(i) Find the value of k for which x=1 is a root of the equation `x^(2)+kx+3=0.` Also, find the other root.
(ii) Find the values of a and b for which `x=(3)/(4)" and "x=-2` are the roots of the equation `ax^(2)+bx-6=0.`

Let's solve the given problem step by step. ### Part (i) **Find the value of k for which x = 1 is a root of the equation \(x^2 + kx + 3 = 0\). Also, find the other root.** 1. **Substitute the root into the equation:** Since \(x = 1\) is a root, we can substitute \(x = 1\) into the equation: \[ 1^2 + k(1) + 3 = 0 \] This simplifies to: \[ 1 + k + 3 = 0 \] \[ k + 4 = 0 \] 2. **Solve for k:** Rearranging the equation gives: \[ k = -4 \] 3. **Write the quadratic equation with k:** Substitute \(k = -4\) back into the original equation: \[ x^2 - 4x + 3 = 0 \] 4. **Factor the quadratic equation:** We can factor this equation: \[ (x - 1)(x - 3) = 0 \] 5. **Find the other root:** The roots of the equation are \(x = 1\) and \(x = 3\).
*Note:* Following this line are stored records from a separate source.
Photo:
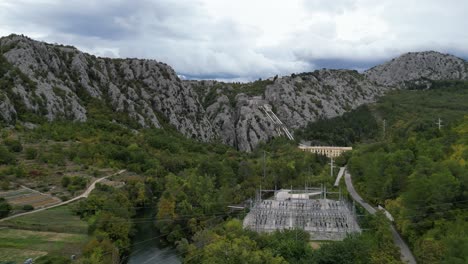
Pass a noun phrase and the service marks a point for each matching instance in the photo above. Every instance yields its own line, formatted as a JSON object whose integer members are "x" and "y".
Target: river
{"x": 146, "y": 245}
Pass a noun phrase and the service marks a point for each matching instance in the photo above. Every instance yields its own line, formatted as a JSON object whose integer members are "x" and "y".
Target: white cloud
{"x": 244, "y": 39}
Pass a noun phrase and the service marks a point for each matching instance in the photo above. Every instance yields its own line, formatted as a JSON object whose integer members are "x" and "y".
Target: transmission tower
{"x": 439, "y": 123}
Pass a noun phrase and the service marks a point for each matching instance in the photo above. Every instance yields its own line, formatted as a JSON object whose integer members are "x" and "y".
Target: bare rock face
{"x": 303, "y": 98}
{"x": 60, "y": 82}
{"x": 416, "y": 67}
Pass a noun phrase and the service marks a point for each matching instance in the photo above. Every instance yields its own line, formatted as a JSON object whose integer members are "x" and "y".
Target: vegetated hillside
{"x": 418, "y": 172}
{"x": 40, "y": 81}
{"x": 189, "y": 184}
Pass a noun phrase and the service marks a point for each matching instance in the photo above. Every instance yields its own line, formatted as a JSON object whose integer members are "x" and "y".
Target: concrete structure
{"x": 280, "y": 127}
{"x": 310, "y": 210}
{"x": 331, "y": 152}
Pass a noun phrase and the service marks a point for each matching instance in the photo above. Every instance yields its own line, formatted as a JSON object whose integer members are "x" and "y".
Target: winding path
{"x": 405, "y": 252}
{"x": 85, "y": 194}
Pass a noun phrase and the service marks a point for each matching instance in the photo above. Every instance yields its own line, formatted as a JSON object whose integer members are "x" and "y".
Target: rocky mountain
{"x": 40, "y": 81}
{"x": 417, "y": 68}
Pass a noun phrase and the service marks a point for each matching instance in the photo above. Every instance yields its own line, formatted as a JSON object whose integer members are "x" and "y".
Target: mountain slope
{"x": 40, "y": 81}
{"x": 416, "y": 67}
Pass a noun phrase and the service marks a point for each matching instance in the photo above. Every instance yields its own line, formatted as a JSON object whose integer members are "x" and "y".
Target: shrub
{"x": 28, "y": 207}
{"x": 13, "y": 145}
{"x": 5, "y": 207}
{"x": 31, "y": 153}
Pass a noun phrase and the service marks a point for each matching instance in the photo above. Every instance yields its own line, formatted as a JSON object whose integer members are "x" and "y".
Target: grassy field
{"x": 18, "y": 245}
{"x": 59, "y": 219}
{"x": 56, "y": 231}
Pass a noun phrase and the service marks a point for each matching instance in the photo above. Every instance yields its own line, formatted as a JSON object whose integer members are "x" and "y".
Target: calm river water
{"x": 146, "y": 248}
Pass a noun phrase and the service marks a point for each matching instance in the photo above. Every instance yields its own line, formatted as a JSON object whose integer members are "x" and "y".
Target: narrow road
{"x": 405, "y": 252}
{"x": 85, "y": 194}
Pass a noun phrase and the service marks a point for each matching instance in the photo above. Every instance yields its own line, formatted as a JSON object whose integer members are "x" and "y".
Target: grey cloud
{"x": 198, "y": 45}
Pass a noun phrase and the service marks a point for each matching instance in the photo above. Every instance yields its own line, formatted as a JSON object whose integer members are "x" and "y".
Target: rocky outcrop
{"x": 418, "y": 68}
{"x": 63, "y": 82}
{"x": 300, "y": 99}
{"x": 60, "y": 82}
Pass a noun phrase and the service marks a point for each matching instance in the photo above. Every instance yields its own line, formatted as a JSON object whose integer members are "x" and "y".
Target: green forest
{"x": 414, "y": 169}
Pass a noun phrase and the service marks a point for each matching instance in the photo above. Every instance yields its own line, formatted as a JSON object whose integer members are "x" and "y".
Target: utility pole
{"x": 384, "y": 127}
{"x": 439, "y": 123}
{"x": 331, "y": 167}
{"x": 263, "y": 164}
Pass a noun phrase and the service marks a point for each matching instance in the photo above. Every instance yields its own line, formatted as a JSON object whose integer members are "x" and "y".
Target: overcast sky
{"x": 245, "y": 39}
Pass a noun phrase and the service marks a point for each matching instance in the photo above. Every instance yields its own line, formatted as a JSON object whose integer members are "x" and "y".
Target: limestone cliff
{"x": 60, "y": 82}
{"x": 416, "y": 68}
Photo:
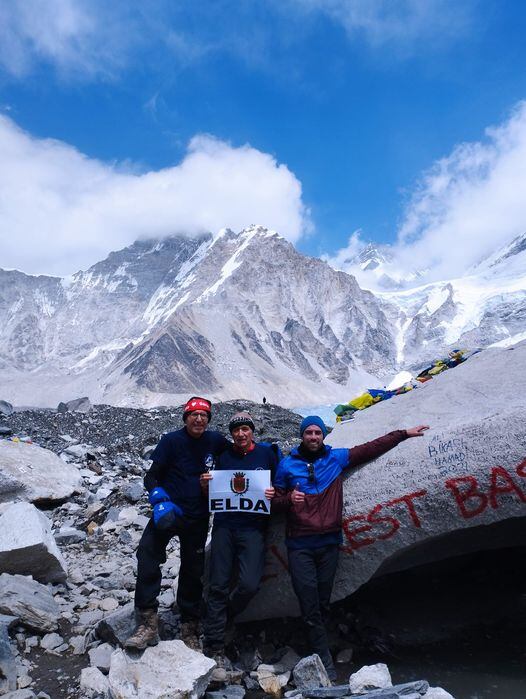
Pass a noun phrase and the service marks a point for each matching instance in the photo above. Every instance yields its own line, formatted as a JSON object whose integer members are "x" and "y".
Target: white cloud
{"x": 342, "y": 256}
{"x": 81, "y": 40}
{"x": 468, "y": 205}
{"x": 61, "y": 211}
{"x": 401, "y": 23}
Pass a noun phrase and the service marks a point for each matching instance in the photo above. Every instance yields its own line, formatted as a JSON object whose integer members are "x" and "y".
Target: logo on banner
{"x": 239, "y": 483}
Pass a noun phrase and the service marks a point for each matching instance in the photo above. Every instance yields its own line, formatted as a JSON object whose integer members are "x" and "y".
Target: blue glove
{"x": 158, "y": 495}
{"x": 166, "y": 514}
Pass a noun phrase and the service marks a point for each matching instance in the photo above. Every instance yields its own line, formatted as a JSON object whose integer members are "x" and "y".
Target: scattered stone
{"x": 6, "y": 408}
{"x": 78, "y": 644}
{"x": 437, "y": 693}
{"x": 79, "y": 405}
{"x": 233, "y": 691}
{"x": 270, "y": 683}
{"x": 7, "y": 658}
{"x": 101, "y": 656}
{"x": 51, "y": 641}
{"x": 41, "y": 475}
{"x": 92, "y": 528}
{"x": 345, "y": 656}
{"x": 170, "y": 668}
{"x": 79, "y": 451}
{"x": 133, "y": 491}
{"x": 287, "y": 662}
{"x": 27, "y": 599}
{"x": 117, "y": 627}
{"x": 109, "y": 604}
{"x": 310, "y": 673}
{"x": 27, "y": 545}
{"x": 94, "y": 684}
{"x": 69, "y": 535}
{"x": 370, "y": 677}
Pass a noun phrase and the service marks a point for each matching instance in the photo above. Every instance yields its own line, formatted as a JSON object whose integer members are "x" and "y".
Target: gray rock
{"x": 168, "y": 669}
{"x": 41, "y": 475}
{"x": 133, "y": 491}
{"x": 79, "y": 451}
{"x": 78, "y": 644}
{"x": 344, "y": 656}
{"x": 93, "y": 683}
{"x": 6, "y": 408}
{"x": 233, "y": 691}
{"x": 437, "y": 693}
{"x": 309, "y": 673}
{"x": 466, "y": 472}
{"x": 27, "y": 599}
{"x": 51, "y": 641}
{"x": 78, "y": 405}
{"x": 69, "y": 535}
{"x": 7, "y": 658}
{"x": 101, "y": 656}
{"x": 115, "y": 628}
{"x": 340, "y": 690}
{"x": 27, "y": 545}
{"x": 370, "y": 677}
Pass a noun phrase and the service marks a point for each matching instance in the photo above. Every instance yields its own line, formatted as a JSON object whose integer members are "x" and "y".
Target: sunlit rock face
{"x": 466, "y": 473}
{"x": 240, "y": 315}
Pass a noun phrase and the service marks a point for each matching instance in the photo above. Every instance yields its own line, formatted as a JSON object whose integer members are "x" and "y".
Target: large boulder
{"x": 27, "y": 545}
{"x": 170, "y": 669}
{"x": 7, "y": 657}
{"x": 459, "y": 488}
{"x": 6, "y": 408}
{"x": 77, "y": 405}
{"x": 30, "y": 601}
{"x": 35, "y": 474}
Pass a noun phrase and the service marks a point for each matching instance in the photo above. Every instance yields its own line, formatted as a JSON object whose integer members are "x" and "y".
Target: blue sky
{"x": 334, "y": 115}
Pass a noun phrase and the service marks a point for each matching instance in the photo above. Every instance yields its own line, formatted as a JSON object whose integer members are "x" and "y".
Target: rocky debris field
{"x": 67, "y": 571}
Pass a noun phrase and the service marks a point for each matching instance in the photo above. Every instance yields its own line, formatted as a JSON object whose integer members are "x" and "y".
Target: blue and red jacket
{"x": 320, "y": 477}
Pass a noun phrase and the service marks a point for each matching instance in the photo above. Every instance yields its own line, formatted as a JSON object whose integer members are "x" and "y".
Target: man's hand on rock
{"x": 417, "y": 431}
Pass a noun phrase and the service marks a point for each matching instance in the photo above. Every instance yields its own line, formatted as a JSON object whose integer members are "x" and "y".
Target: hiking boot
{"x": 190, "y": 633}
{"x": 223, "y": 665}
{"x": 147, "y": 630}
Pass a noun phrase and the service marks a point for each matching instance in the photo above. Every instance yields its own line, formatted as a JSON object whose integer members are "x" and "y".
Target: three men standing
{"x": 308, "y": 487}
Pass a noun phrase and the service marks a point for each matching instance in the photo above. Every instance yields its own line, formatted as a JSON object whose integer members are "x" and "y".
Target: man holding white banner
{"x": 239, "y": 493}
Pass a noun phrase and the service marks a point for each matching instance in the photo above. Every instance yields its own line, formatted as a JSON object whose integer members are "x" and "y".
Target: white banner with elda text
{"x": 239, "y": 491}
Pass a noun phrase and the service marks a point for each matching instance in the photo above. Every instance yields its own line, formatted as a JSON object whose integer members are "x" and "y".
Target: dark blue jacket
{"x": 178, "y": 461}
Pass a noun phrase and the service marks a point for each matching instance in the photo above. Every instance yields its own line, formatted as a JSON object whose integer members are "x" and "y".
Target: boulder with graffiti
{"x": 458, "y": 489}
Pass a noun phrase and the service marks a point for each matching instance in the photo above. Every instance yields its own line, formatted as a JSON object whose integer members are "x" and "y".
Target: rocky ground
{"x": 68, "y": 650}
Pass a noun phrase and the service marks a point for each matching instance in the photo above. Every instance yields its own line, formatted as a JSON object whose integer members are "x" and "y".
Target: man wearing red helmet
{"x": 179, "y": 509}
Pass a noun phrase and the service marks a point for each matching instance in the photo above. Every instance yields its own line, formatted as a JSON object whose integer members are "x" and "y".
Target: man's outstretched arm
{"x": 363, "y": 453}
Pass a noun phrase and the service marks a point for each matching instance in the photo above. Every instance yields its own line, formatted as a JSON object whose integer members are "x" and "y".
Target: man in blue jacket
{"x": 179, "y": 509}
{"x": 238, "y": 539}
{"x": 309, "y": 488}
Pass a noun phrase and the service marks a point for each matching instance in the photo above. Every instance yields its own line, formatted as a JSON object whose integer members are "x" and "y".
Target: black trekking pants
{"x": 151, "y": 554}
{"x": 312, "y": 572}
{"x": 241, "y": 549}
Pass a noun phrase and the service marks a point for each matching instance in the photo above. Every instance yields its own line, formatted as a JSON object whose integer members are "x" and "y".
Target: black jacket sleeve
{"x": 154, "y": 476}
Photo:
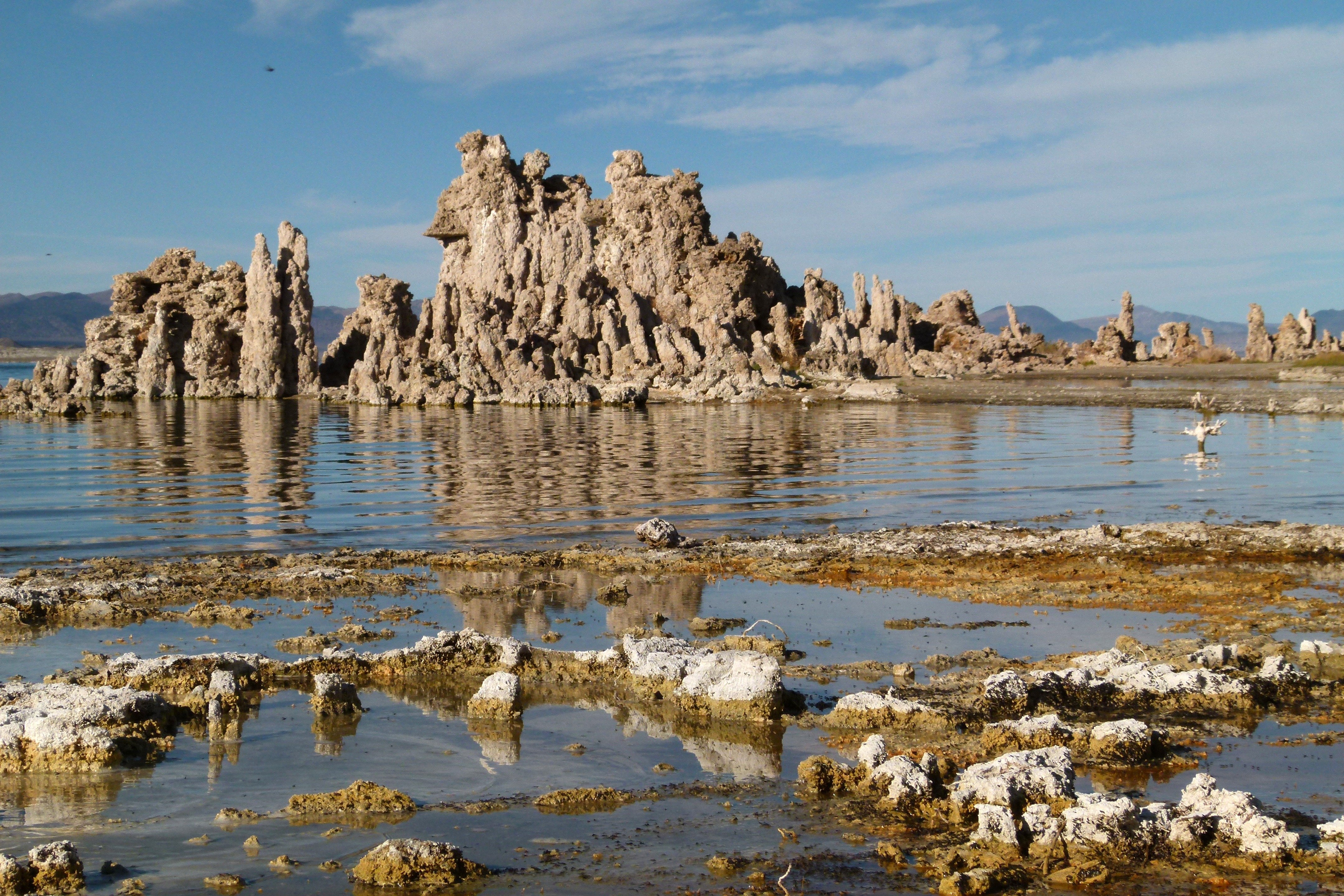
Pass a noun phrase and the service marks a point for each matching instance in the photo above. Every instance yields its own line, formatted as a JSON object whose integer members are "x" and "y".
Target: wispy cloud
{"x": 273, "y": 14}
{"x": 1205, "y": 166}
{"x": 112, "y": 9}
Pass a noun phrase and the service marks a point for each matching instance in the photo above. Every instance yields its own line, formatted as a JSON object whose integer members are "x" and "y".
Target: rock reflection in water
{"x": 722, "y": 749}
{"x": 501, "y": 742}
{"x": 331, "y": 731}
{"x": 497, "y": 602}
{"x": 65, "y": 798}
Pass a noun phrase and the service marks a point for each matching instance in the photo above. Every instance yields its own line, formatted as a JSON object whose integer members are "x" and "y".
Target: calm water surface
{"x": 283, "y": 476}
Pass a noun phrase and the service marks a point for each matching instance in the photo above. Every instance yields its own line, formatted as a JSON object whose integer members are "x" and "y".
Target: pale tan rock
{"x": 1260, "y": 346}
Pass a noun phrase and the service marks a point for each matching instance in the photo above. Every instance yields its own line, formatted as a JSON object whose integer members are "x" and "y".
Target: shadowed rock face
{"x": 548, "y": 296}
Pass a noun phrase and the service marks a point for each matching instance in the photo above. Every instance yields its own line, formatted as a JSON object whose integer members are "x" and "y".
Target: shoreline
{"x": 1236, "y": 580}
{"x": 878, "y": 769}
{"x": 1228, "y": 389}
Thus, the other root is: \[ x = 3 \] ### Summary for Part (i): - The value of \(k\) is \(-4\). - The other root is \(3\). --- ### Part (ii) **Find the values of a and b for which \(x = \frac{3}{4}\) and \(x = -2\) are the roots of the equation \(ax^2 + bx - 6 = 0\).** 1. **Use the first root \(x = \frac{3}{4}\):** Substitute \(x = \frac{3}{4}\) into the equation: \[ a\left(\frac{3}{4}\right)^2 + b\left(\frac{3}{4}\right) - 6 = 0 \] This simplifies to: \[ a\left(\frac{9}{16}\right) + b\left(\frac{3}{4}\right) - 6 = 0 \] Multiply through by \(16\) to eliminate the fraction: \[ 9a + 12b - 96 = 0 \quad \text{(Equation 1)} \] 2. **Use the second root \(x = -2\):** Substitute \(x = -2\) into the equation: \[ a(-2)^2 + b(-2) - 6 = 0 \] This simplifies to: \[ 4a - 2b - 6 = 0 \quad \text{(Equation 2)} \] 3. **Rewrite Equation 2:** Rearranging gives: \[ 4a - 2b = 6 \quad \Rightarrow \quad 2a - b = 3 \quad \text{(Equation 2')} \] 4. **Solve the system of equations:** Now we have two equations: - \(9a + 12b = 96\) (Equation 1) - \(2a - b = 3\) (Equation 2') From Equation 2', we can express \(b\) in terms of \(a\): \[ b = 2a - 3 \] 5. **Substitute \(b\) into Equation 1:** Substitute \(b\) into Equation 1: \[ 9a + 12(2a - 3) = 96 \] This simplifies to: \[ 9a + 24a - 36 = 96 \] \[ 33a - 36 = 96 \] \[ 33a = 132 \quad \Rightarrow \quad a = 4 \] 6. **Find \(b\):** Substitute \(a = 4\) back into \(b = 2a - 3\): \[ b = 2(4) - 3 = 8 - 3 = 5 \] ### Summary for Part (ii): - The values are \(a = 4\) and \(b = 5\). ---